Please Note- Apart from these NLUs, a number of other colleges also accept CLAT scores.

Eligibility for the undergraduate programme


As regards to minimum percentage of marks in the qualifying examination (i.e., 10+2), the candidates must have secured:

  1. Forty five per cent (45%) marks in case of candidates belonging to Unreserved/OBC/Specially Abled Persons (SAP) and other categories, and
  2. Forty per cent (40%) marks in case of candidates belonging to Scheduled Caste/Scheduled Tribe (SC/ST) categories.

The result of the qualifying examination (i.e., 10+2) shall be submitted by the candidate at the time of admission failing which the candidate shall be ineligible for admission to the course. In case of equal marks, the break of tie shall be by the following procedure and order of higher marks in the component / section on legal aptitude in the CLAT 2021 exam or higher age. 

Pattern of question paper for the UG courses in CLAT-2021:

Maximum Marks – 150

Duration of CLAT 2021 Exam – 120 min

Multiple-Choice Questions – 150 questions of one mark each

Negative Marking – 0.25 Mark for each wrong answer


The English Language section covers 28-32 questions, or roughly 20% of the paper, current affairs, including General Knowledge carries 35-39 questions, or roughly 25% weightage of the paper. Whereas, legal reasoning section covers 35-39 questions, or roughly 25% of the paper and logical reasoning section has 28-32 questions, or roughly 20% of the paper. Quantitative techniques comprise 13-17 questions, or roughly 10% of the paper

Keeping in mind the changes introduced by CLAT in the last two years, some aspirants may misconstrue the reduction of number of questions from 200 to 150 as something totally in their favour. Looking at the trend of last year ,the paper is going to be lengthy with a number of para based questions in almost all the 5 sections. Even GK questions would require the examinee to read a para before reaching an answer. This change may be based on the job profile of the aspirants which they would get after passing a law school. So, this exam demands a good mix of speed and accuracy. Answering 150 questions in 120 minutes with negative marking of 0.25 marks for every wrong answer becomes very challenging. This test is definitely about informed decision making rather than wild guess works. As per the sample paper released by CLAT authorities, the English language section may be full of passages with a lot of critical reasoning based questions.
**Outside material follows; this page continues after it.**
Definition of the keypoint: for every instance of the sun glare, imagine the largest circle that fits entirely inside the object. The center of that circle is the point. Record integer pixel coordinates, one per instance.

So, one has to practice at least 2-3 passages daily and work a lot on assumptions, inference, conclusion type questions. These are clearly skill based questions and the aspirants need to practice a lot of questions to reach a good accuracy level.

General knowledge and current affairs questions can be dealt with properly, only if a student has given time to daily newspapers and magazines. GK capsules and ppts. on current events really come handy to the students and keep their interest in this particular area during the preparation. This section particularly can help students gather a lot of marks with very less time consumed. If one knows an answer it is just the strain of a muscle required to tick the right answer. So, be thorough with the last six months current affairs at least and go through some static GK as well.

The quantitative techniques section is relatively easier and getting all the 15-16 questions correct may not be very difficult. It is the legal reasoning and logical reasoning section which requires thorough preparation as these are relatively newer areas for most of the students. Legal Reasoning section is expected to have facts and principles embedded in a passage. Being thorough with the constitutional laws, Legal Maxims, contract, torts, etc. may require some real hard work.

For Logical Reasoning one should go through questions based on critical reasoning, arrangements, puzzles, Blood relations, syllogism, analogies, Series, Coding-Decoding,  cause and action, etc. A lot of practice is required to develop the ability to solve these types of questions.


As time management is very crucial in the exam, students should take 10-12 mocks to get the feel of the actual exam. Analysing the mock and identifying the strengths and weaknesses should be the next step.

Leaving questions which are beyond the abilities of an aspirant can save the much needed time which can thereby be used in solving other doable questions. This habit is something very different from the board exams where a student is advised to do every question. There has to be a clear cut difference which aspirants should keep in their mind about strategies to be used in this exam CLAT.And any rigid mindsets can be very detrimental.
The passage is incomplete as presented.